The Lab chat Model & params panel with Model source set to cloud API, an OpenRouter base URL, and an API key entered — Model source set to *cloud API*, with an OpenRouter base URL and key.

API base URL: the provider's endpoint, for example https://openrouter.ai/api/v1.
API key: your own key for that provider. It is kept in this browser and sent to your local Lab, which makes the request. The server never writes it to disk.
Model: set the Model field to the provider's id, for example z-ai/glm-5.2.
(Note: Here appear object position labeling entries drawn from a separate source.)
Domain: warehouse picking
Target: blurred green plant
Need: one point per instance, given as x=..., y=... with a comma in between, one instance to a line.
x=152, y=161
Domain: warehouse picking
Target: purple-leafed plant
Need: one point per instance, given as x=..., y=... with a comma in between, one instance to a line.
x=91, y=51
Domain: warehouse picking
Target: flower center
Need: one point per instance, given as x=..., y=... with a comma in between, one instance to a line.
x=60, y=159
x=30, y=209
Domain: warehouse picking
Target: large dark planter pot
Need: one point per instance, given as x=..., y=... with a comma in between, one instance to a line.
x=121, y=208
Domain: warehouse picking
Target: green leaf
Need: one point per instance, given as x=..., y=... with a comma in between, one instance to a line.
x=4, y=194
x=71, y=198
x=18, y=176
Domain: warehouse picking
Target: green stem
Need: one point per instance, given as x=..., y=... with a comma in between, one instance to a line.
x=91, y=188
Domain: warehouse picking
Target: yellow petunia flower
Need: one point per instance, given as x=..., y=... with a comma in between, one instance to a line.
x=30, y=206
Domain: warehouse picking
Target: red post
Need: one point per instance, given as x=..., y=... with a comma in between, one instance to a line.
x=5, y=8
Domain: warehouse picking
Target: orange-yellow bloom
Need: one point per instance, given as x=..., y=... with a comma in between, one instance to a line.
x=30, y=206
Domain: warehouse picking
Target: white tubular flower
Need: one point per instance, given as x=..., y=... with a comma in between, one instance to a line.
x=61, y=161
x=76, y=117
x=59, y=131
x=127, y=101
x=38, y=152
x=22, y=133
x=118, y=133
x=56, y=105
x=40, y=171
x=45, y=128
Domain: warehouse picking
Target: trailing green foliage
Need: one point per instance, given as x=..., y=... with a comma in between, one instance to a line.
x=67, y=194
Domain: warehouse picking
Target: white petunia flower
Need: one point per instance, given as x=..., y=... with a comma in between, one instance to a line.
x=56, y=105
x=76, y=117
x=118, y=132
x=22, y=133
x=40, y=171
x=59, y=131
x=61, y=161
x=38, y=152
Tools, JSON mode, and chat-with-files behave the same against a cloud model as against a local one. The Lab proxies the request, so the key stays on your machine. This covers the Chat tab; quantizing and fine-tuning still work on local models. To drive a cloud model from the terminal instead, see OptiQ Code with a cloud endpoint.

JSON mode

Set JSON mode in Model & params to constrain the reply to valid JSON: any valid JSON, or match schema with a JSON Schema you paste into the box that appears. The decode is masked to only the tokens that keep the output valid (via lm-format-enforcer), so the reply always parses, no retries. Tools are off while JSON mode is on, since a single constrained response and the tool loop are mutually exclusive. The Lab's server installs the constraint automatically. See the structured output docs for the underlying response_format the Lab sends.
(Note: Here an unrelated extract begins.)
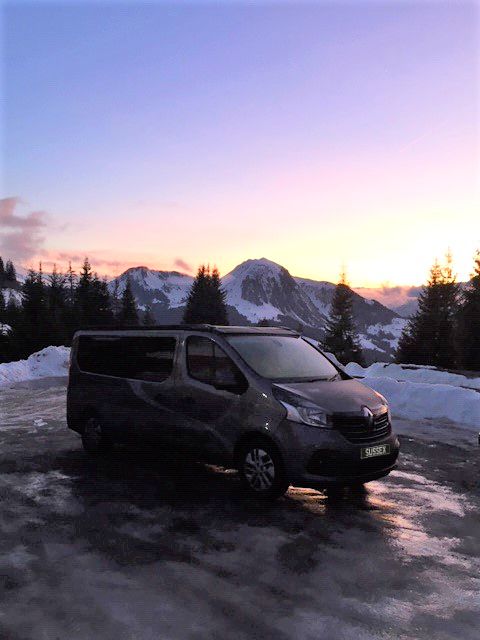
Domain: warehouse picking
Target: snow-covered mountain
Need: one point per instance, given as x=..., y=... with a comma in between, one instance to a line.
x=261, y=289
Chat with files (RAG with citations)

Attaching a non-image file indexes it instead of dumping the whole document into the prompt. A dependency-free BM25 retriever pulls the chunks most relevant to each question, prepends them with [n] citation markers, and the Lab renders a sources panel under the answer. Only the retrieved chunks enter the context, so a long PDF costs a few hundred tokens per turn instead of overflowing the context window.
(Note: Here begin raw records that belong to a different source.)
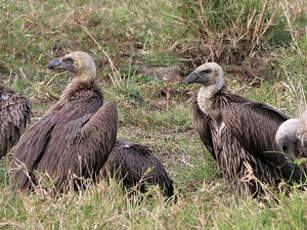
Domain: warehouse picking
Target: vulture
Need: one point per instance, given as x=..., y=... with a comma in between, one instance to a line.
x=136, y=165
x=73, y=139
x=239, y=134
x=291, y=137
x=15, y=114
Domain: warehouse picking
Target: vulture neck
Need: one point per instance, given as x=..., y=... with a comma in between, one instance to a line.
x=86, y=77
x=206, y=93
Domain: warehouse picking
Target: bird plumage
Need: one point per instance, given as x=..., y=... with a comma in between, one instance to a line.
x=291, y=136
x=238, y=133
x=73, y=138
x=15, y=114
x=136, y=165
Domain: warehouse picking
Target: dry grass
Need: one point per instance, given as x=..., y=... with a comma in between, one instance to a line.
x=119, y=34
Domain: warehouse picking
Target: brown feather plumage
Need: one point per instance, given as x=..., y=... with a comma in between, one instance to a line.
x=15, y=114
x=136, y=165
x=239, y=132
x=71, y=141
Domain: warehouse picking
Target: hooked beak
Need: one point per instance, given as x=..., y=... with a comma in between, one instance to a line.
x=192, y=78
x=61, y=63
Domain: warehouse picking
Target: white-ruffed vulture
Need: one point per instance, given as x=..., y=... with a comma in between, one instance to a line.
x=74, y=138
x=136, y=165
x=291, y=136
x=239, y=133
x=15, y=114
Chat with files: cited answer with a sources panel

Artifacts

An assistant message containing a fenced html block shows a Run card. Clicking it opens the page in a sandboxed allow-scripts iframe in a side panel, with restart, view-source, and close. Nothing the model writes executes until you ask for it, and the running page has room to run charts, small games, and interactive widgets. The iframe has no same-origin access, so the page stays isolated.

A Run card in the transcript and the model's HTML page running in the Lab's sandboxed artifact panel

A flight simulator written by a 122B sharded across two Macs, running in the artifact panel.

Input + history

Per-message controls for temperature, max tokens, and enable_thinking. Images attach as vision input on the multimodal quants. Multi-step tool runs collapse into a single "N tool calls" accordion. A Stop button cancels the run and SIGKILLs any sandbox subprocess. Saved chats persist to ~/.optiq/lab/chats/.